Tombak Ilahi Salju Meredup. Qin Yu akhirnya mengeluarkan Tombak Ilahi Salju Meredup yang bahkan lebih menakutkan daripada Harta Spiritual Grandmist tingkat pertama.
“Bersaing dalam kekuatan serangan? Bagaimana mungkin kekuatan serangan Tombak Ilahi Salju Meredup lebih rendah daripada Harta Spiritual Grandmist tingkat pertama kalian?” Qin Yu mulai bersemangat untuk bertempur. Sudah lama sekali sejak terakhir kali dia merasakan hal seperti ini.

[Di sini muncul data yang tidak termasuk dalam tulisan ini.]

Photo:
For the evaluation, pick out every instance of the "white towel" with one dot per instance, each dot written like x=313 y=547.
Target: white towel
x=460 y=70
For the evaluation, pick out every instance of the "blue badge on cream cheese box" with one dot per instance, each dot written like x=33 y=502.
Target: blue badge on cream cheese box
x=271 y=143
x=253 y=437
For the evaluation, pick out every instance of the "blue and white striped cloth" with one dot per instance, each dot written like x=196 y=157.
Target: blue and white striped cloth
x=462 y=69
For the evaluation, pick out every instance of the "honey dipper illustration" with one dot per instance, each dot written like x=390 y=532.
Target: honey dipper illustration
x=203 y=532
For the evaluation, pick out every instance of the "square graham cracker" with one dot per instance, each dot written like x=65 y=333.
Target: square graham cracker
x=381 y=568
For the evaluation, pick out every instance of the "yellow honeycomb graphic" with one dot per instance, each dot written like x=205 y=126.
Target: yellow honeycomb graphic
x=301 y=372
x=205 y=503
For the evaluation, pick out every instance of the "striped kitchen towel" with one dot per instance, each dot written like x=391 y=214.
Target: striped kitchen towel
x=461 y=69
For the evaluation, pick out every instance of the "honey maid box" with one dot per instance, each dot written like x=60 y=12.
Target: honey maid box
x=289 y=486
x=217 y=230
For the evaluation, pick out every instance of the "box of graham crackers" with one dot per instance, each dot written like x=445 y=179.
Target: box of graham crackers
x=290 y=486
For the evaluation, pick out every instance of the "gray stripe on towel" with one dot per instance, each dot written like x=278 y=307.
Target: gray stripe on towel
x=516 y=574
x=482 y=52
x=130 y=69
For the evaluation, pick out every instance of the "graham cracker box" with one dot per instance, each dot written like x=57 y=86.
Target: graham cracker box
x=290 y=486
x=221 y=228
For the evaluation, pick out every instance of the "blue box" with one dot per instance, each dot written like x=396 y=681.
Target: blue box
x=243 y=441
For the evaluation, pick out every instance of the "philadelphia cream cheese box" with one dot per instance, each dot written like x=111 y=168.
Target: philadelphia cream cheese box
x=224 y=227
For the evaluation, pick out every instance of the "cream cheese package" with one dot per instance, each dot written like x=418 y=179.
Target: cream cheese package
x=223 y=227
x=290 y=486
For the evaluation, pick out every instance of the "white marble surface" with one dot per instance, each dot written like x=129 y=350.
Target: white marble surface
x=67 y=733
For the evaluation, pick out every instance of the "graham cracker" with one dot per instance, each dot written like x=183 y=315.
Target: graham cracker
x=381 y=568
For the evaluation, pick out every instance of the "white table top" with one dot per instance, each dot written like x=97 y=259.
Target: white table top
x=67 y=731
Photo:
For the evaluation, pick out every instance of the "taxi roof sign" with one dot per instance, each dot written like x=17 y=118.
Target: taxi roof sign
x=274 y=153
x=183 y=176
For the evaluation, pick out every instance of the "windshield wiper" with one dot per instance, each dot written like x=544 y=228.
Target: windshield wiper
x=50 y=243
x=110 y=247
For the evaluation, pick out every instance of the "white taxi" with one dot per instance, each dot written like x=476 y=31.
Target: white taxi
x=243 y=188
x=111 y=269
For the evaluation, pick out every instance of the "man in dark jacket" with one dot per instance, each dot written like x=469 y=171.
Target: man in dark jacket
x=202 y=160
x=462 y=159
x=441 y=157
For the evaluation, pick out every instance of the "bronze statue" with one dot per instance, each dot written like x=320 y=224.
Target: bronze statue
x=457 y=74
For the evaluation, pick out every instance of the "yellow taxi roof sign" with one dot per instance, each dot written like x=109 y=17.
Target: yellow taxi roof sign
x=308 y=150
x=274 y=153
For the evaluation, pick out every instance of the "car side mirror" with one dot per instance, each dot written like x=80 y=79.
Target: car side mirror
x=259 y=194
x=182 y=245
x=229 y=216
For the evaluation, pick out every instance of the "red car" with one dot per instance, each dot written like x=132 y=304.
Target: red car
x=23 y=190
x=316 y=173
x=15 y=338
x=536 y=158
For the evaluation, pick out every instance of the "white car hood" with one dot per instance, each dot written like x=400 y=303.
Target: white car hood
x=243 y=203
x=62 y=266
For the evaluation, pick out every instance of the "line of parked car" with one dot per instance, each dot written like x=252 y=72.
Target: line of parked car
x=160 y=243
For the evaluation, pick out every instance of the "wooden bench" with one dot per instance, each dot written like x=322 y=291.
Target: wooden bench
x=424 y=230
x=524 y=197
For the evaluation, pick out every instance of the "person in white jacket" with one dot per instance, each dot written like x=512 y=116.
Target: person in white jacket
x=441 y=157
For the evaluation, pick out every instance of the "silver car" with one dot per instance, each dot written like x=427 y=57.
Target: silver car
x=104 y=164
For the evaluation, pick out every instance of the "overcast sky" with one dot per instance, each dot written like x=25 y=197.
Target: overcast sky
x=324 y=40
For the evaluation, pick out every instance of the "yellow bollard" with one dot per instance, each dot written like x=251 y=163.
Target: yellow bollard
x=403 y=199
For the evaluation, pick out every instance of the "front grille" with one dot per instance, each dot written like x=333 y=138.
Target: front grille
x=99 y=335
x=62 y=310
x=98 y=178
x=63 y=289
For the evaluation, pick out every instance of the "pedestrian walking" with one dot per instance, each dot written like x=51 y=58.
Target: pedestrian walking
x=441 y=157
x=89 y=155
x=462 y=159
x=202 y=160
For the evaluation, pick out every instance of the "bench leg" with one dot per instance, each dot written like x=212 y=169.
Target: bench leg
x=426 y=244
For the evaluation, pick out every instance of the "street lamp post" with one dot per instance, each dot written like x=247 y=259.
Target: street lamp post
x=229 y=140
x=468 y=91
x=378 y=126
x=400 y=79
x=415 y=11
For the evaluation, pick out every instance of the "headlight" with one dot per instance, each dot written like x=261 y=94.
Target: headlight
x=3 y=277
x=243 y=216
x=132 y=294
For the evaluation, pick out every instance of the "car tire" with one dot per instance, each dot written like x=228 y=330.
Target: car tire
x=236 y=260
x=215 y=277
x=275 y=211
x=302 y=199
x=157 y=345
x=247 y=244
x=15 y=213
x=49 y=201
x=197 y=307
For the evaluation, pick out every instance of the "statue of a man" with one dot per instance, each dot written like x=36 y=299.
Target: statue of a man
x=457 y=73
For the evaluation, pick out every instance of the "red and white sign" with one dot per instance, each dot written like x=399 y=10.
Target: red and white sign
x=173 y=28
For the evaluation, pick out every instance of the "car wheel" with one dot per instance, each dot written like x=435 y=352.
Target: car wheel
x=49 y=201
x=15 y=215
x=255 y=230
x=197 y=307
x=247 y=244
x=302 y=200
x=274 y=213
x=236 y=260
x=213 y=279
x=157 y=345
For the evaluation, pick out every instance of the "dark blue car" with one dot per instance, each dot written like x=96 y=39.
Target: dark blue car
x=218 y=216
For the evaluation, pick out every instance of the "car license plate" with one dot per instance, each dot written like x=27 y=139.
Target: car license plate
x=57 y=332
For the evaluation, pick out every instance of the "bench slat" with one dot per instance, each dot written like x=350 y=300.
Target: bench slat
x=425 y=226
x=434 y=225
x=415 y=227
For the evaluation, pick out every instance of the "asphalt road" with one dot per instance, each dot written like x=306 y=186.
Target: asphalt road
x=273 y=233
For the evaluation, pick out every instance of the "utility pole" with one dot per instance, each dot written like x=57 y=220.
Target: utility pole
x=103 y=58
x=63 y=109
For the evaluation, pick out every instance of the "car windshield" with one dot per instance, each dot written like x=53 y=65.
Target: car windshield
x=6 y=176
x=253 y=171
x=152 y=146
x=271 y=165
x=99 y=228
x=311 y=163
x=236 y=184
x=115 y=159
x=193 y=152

“Saudara Jiang Fan, kau pergi dan urus Jiang Li. Adapun Qin Yu itu, kami akan mengurusnya.” Kata Kaisar Bijak Selatan Tertinggi Duanmu Yun melalui Transmisi Suara Kesadaran Ilahi. “Saudara Zhou Huo, Tang Lan, kita bertiga akan menangani Qin Yu berjubah biru. Sedangkan untuk Qin Yu berjubah hitam, Saudara Shentu dan Saudara Mu akan menanganinya. Bagaimana menurut kalian semua?”
Tak satu pun dari Kaisar Bijak mengeluh tentang pengaturan yang dibuat oleh Kaisar Bijak Selatan Tertinggi.
Bahkan saat membunuh ayam, seseorang harus menggunakan pisau pembunuh sapi. Dalam pertempuran, seseorang harus mengerahkan seluruh kekuatannya! Terlebih lagi, kekuatan yang ditunjukkan oleh Qin Yu berjubah biru jelas lebih kuat daripada Qin Yu berjubah hitam. Hanya saja, Zhou Huo, Jiang Fan, dan mereka saat ini, tak satu pun dari mereka yang merasakan kekuatan Tombak Ilahi Salju Menurun milik Qin Yu!
“Huff!”
Tubuh-tubuh bergerak secepat kilat. Zhou Huo, Tang Lan, dan Duanmu Yun segera mengepung Qin Yu berjubah biru. Sedangkan Shentu Yan dan Mu Qin, keduanya telah mencapai Qin Yu berjubah hitam. Akhirnya, Jiang Fan berdiri di depan Jiang Li.